El autobús iba levantando polvareda por la serpentina carretera en tanto que mis ojos correteaban hacia los áridos campos y mi alma se lamentaba ante su desolación. De cuando en cuando surgía alguna vivienda ruinosa que testimoniaba un ancestral asentamiento humano en la tierra de los bellos caballos, allí donde las aguas de un lago argentado emergían de la toba cual espejismo matutino. Abatí el asiento y plegué los párpados para quedar a solas conmigo. La paz se incrustó en mi alma y me introduje en un círculo silencioso que desintegró mi cuerpo y mi mente, transportándome al infinito. Un silbido interior me impulsó a abrir los ojos justo cuando el autobús aminoró la marcha. Los conos horadados, que tantas veces había visto en fotografías y reportajes, se asemejaban a habitáculos propios de gigantes.
Aquella era la Capadocia auténtica; la Capadocia cincelada por el tiempo; la Capadocia que había acogido en su seno a hititas, cristianos, romanos, selyúcidas y otomanos; la Capadocia que aún albergaba a campesinos y alfareros kurdos; la Capadocia deseada por turistas y viajeros; la Capadocia de mis sueños.
El autobús se detuvo.
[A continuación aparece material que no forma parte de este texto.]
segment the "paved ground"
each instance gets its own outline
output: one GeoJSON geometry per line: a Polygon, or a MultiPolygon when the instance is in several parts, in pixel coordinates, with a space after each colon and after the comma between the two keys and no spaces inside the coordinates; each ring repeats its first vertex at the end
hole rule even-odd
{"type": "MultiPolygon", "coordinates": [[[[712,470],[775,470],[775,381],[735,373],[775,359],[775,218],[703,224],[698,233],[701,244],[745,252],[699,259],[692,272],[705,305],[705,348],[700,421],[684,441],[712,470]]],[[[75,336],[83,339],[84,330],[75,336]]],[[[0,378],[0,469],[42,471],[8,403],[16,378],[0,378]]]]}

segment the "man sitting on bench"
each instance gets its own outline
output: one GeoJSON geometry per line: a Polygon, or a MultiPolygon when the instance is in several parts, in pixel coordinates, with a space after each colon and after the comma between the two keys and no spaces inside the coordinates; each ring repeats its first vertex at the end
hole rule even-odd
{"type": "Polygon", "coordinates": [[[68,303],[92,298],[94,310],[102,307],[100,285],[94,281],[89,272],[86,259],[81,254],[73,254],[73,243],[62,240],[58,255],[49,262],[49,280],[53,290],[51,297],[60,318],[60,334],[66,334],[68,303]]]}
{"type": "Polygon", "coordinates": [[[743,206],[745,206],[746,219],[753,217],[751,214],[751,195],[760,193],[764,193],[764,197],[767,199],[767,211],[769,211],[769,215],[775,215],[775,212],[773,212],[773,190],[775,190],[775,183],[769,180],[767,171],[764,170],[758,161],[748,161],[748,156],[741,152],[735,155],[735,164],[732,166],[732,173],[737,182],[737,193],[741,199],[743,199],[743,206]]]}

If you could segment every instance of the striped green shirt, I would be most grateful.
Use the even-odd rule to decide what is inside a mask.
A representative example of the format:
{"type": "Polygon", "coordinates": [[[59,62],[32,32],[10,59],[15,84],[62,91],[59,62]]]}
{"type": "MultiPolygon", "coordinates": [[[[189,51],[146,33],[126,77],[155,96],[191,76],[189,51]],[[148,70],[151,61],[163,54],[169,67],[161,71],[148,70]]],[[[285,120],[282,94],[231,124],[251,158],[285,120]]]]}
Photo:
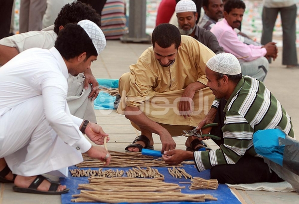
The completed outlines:
{"type": "MultiPolygon", "coordinates": [[[[219,102],[215,101],[214,107],[219,102]]],[[[294,137],[291,117],[263,82],[243,76],[228,99],[224,111],[224,144],[210,151],[194,152],[197,170],[217,165],[234,164],[245,154],[261,157],[253,147],[253,134],[259,130],[280,126],[294,137]]]]}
De él me apeé para fusionarme con el paisaje, pero regresé aturdida tras sentirme cual hormiga indefensa ante aquellas fabulosas hijas de Vulcano y Eolo.

El autobús arrancó, resurgiendo la polvareda; y unos kilómetros más allá pasó paralelo a unas polifémicas formaciones de toba que, tocadas con sombreros de basalto, raptaron mis sentidos quizás para que creyera en las Chimeneas de las Hadas. Luego enfiló hacia Nevsehir, donde me interné en la ciudad subterránea de Kaymakli, un laberinto de ocho pisos excavado en la roca entre los siglos seis y diez de nuestra era, compuesto de establos, habitaciones, lagares, capillas, chimeneas de ventilación y pasadizos que sus inquilinos sellaban con ruedas de molino para preservarse de los ataques persas y árabes. Las escaleras eran tan empinadas que me vi obligada a descenderlas asiéndome a las paredes y caminé en cuclillas por algunos pasadizos que no superaban el medio metro de altura.
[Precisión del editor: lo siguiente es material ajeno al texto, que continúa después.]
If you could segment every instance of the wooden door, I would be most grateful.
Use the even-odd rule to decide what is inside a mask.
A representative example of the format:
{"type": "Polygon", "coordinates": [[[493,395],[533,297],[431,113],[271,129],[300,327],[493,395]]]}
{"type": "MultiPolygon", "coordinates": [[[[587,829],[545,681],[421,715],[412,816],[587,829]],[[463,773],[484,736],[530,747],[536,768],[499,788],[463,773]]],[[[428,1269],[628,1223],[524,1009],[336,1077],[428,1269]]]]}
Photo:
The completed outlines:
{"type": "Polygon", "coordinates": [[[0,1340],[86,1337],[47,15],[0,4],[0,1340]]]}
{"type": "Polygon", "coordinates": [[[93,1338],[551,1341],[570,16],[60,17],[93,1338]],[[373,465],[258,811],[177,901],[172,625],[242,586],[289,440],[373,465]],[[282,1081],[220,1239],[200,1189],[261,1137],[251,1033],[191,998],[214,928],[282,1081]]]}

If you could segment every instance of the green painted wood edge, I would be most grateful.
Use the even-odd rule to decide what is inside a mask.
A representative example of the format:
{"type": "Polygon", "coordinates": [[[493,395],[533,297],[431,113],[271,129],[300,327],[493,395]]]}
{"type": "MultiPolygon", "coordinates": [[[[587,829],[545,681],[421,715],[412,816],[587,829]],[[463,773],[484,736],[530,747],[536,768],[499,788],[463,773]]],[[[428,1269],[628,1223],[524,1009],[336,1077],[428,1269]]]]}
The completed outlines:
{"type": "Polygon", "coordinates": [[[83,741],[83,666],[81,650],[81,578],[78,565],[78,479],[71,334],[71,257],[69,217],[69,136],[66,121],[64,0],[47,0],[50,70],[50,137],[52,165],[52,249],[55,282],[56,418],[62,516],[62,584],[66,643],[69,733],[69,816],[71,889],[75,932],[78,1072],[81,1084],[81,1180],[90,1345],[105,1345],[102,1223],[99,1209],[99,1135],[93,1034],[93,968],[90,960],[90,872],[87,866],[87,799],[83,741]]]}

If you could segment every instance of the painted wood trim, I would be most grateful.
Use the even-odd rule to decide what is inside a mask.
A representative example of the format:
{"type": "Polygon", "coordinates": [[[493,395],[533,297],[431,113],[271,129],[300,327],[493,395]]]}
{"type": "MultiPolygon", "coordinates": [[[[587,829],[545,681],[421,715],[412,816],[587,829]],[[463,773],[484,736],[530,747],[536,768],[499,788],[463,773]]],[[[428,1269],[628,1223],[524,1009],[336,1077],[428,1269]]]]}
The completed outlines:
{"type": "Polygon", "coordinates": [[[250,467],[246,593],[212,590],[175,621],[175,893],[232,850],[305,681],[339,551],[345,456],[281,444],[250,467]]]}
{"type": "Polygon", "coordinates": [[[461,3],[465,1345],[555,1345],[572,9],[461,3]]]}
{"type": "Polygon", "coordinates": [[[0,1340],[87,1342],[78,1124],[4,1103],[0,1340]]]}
El autobús llegó a Göreme. El sol coloreaba de rosa, salmón, amarillo y ocre algunos montículos de toba ondulada; otros lucían un traje gris, pero todos insuflaron mi alma de gozo tras divinizarse mi mirada. Cerca, el museo al aire libre me mostró varias iglesias excavadas en la roca y decoradas con mosaicos bizantinos y dibujos geométricos de la época iconoclasta, iglesias con nombres tan sugerentes como Hebilla, Manzana, Serpiente, Sandalias, Santa Bárbara, Oscura y Oculta. En una de ellas estaba representada la figura de un ser hermafrodita.
El autobús abandonó Capadocia por la polvorienta carretera, pero mi alma quedó impresa en la toba para que Vulcano y Eolo velaran por ella.